Jenseits des Überwachungszirkels?

Wenn alle Ebenen der Gesellschaft durch Blick- und Überwachungshierarchien miteinander verknüpft sind, gibt es dann jemanden, der außerhalb dieser Machtverhältnisse steht? Der die ÜberwacherInnen überwacht? Gibt es ein Außen und wenn ja, wie wird es repräsentiert? Ein mögliches Außen könnte durch die mythische Figur von Omar Little besetzt sein. Ein charismatischer, homosexueller Einzelgänger, der die von Männlichkeit protzenden Drogendealer und Kriminellen überfällt und bestiehlt, wird von allen im Ghetto – selbst von den Brutalsten und Mächtigsten – auf eine unerklärliche Weise gefürchtet. In einer sonst extrem logisch komponierten Serie ist die Figur von Omar eine den Gesetzen der Logik nicht unterworfene Leerstelle. Er taucht wie aus dem Nichts auf und bestraft scheinbar die „Bösen“, lebt vom Geraubten.

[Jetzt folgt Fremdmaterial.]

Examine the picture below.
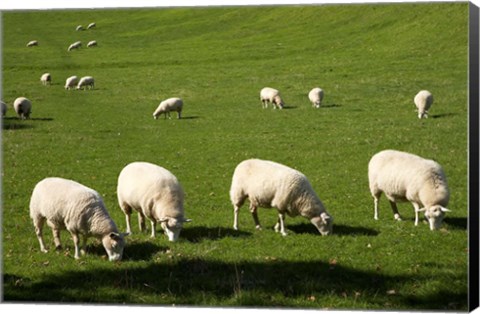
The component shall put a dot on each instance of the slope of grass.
(370, 59)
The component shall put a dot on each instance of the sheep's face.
(324, 223)
(114, 244)
(172, 227)
(435, 215)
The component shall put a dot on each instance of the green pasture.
(370, 60)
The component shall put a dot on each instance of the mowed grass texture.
(370, 60)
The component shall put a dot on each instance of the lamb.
(66, 204)
(170, 104)
(32, 43)
(407, 177)
(271, 95)
(423, 101)
(71, 82)
(316, 97)
(269, 184)
(75, 45)
(23, 107)
(86, 82)
(154, 192)
(46, 79)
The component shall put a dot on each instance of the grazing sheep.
(32, 43)
(423, 101)
(269, 184)
(71, 82)
(407, 177)
(170, 104)
(4, 108)
(270, 95)
(46, 79)
(75, 45)
(86, 82)
(23, 107)
(154, 192)
(66, 204)
(316, 97)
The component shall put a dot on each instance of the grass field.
(370, 60)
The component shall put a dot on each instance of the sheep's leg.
(396, 214)
(38, 223)
(253, 210)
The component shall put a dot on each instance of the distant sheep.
(271, 95)
(423, 101)
(316, 97)
(75, 45)
(46, 79)
(154, 192)
(71, 82)
(23, 107)
(32, 43)
(270, 184)
(170, 104)
(92, 43)
(86, 82)
(66, 204)
(407, 177)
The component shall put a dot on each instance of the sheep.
(4, 108)
(170, 104)
(154, 192)
(423, 101)
(269, 184)
(406, 177)
(86, 82)
(271, 95)
(23, 107)
(71, 82)
(316, 97)
(46, 79)
(75, 45)
(32, 43)
(66, 204)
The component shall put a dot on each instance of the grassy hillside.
(371, 60)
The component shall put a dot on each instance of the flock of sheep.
(156, 194)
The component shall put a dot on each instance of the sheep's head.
(434, 215)
(114, 243)
(173, 226)
(324, 223)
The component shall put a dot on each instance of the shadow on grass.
(254, 283)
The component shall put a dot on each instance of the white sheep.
(407, 177)
(66, 204)
(23, 107)
(75, 45)
(316, 97)
(170, 104)
(423, 101)
(71, 82)
(271, 95)
(32, 43)
(269, 184)
(154, 192)
(46, 79)
(86, 82)
(4, 108)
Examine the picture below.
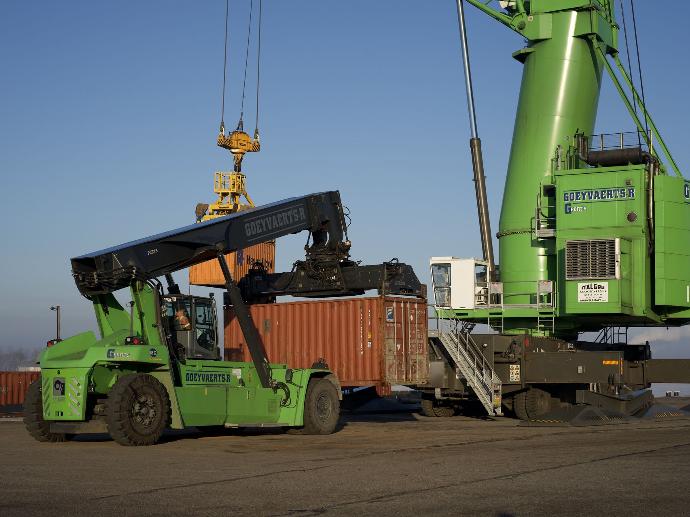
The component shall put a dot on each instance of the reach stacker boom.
(157, 365)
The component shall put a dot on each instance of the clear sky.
(109, 113)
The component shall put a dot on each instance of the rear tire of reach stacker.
(33, 416)
(321, 408)
(138, 410)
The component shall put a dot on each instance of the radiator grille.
(591, 259)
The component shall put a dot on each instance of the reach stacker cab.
(157, 363)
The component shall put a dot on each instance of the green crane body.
(554, 201)
(159, 366)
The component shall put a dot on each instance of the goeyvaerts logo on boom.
(276, 221)
(576, 200)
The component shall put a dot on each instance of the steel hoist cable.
(639, 65)
(627, 54)
(258, 71)
(240, 124)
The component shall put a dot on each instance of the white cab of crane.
(461, 283)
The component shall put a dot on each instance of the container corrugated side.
(209, 273)
(13, 387)
(366, 341)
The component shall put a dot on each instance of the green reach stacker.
(594, 235)
(158, 364)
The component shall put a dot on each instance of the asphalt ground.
(386, 464)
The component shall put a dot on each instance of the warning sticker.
(593, 292)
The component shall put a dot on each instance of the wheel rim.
(324, 407)
(144, 411)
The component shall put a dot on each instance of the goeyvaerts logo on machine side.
(265, 225)
(576, 200)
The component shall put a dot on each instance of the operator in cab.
(182, 320)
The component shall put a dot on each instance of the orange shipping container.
(377, 341)
(209, 274)
(13, 387)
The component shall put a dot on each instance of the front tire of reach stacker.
(433, 408)
(33, 416)
(321, 408)
(138, 410)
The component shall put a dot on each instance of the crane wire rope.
(240, 124)
(225, 69)
(639, 70)
(258, 71)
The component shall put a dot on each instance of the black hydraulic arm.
(251, 335)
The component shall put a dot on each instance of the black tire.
(433, 409)
(33, 416)
(321, 408)
(531, 403)
(137, 410)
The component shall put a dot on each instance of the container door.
(405, 331)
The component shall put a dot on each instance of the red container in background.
(13, 387)
(377, 341)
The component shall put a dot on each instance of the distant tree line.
(12, 359)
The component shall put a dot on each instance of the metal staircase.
(474, 367)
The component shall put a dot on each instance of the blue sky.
(109, 113)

Das einzige Zugeständnis an die Logik wird bei dieser Figur höchstens noch darin gemacht, dass er mit seinen wechselnden Partnern alle anderen, die Polizei eingeschlossen, überwacht. Daher kennt er die Wege aller GhettoakteurInnen. Er kann zuschlagen und sich dann in die Dunkelheit wieder zurückziehen. Er hat daher viele FeindInnen, hat sich aber auch durch seine Fairness und moralische Überlegenheit, die ihm aus der Vermeidung „sinnloser“ Gewalt erwächst, viele FreundInnen gemacht. Und zwar auf beiden Seiten des Gesetzes. Omar scheint sogar der Knast nichts auszumachen. Nach kurzer Zeit ist er dank seiner FreundInnen wieder draußen, ohne die (in der Serie) üblichen Kanäle des Geldes bemühen zu müssen. Omar ist eindeutig ein Sympathieträger und von Simon sehr liebevoll gezeichnet. Welche Aussage dadurch getroffen wird bleibt allerdings offen. Soll er ein freies Individuum sein, das seinen Gerechtigkeitssinn von jenseits der Gesellschaft, vielleicht gar von einer göttlichen Instanz empfängt und daher nicht den Gesetzen des Spiels unterworfen ist? Oder soll Omar vielmehr die Leerstelle im dystopischen Text der Enthüllungen bleiben, in welche sich das utopische Potential der Erzählung flüchten kann?

Die Interpretation dieser Figur bleibt den ZuschauerInnen überlassen. Fest steht jedoch, dass sie den Schlüssel zur Serie liefern muss. Wenn die Dimension des Rechts und der Gerechtigkeit in der Serie auf eine kritische Dekonstruktion der realen US-amerikanischen Verhältnisse ausgerichtet sein soll – was wir annehmen können –, dann geht Simon von einem transzendenten, nicht in den real vorhandenen Gesetzen manifestierten Gerechtigkeitssinn aus. Dieser scheint von Omar Little getragen zu sein.

Anna Gomer lebt in Berlin und ist germanistin sowie Kunsthistorikerin.

[1] Siehe zum Beispiel FAZ, v. 10.02.2008, http://www.faz.net/aktuell/ feuilleton/medien/hbo-serie-the-wire-beste-show-in-der-geschichte-des- tv-1510388.html (Stand aller Links: 18.03.2012).
[2] Vgl. Time Magazine v. 05.08.2008, http://www.time.com/time/magazine/ article/0,9171,1720240,00.html.
[3] Staffel 1, Folge 9, „Game Day“.
[4] Staffel 1, Folge 3, „The Buys“.
[5] Vgl. Dietmar Kammerer, Bilder der Überwachung, 2008, 110.
[6] Vgl. Michel Foucault, Überwachen und Strafen. Die Geburt des Gefängnisses, 1994.
[7] Michel Foucault, Die Wahrheit und die juristischen Formen, 2002 (1994), 30.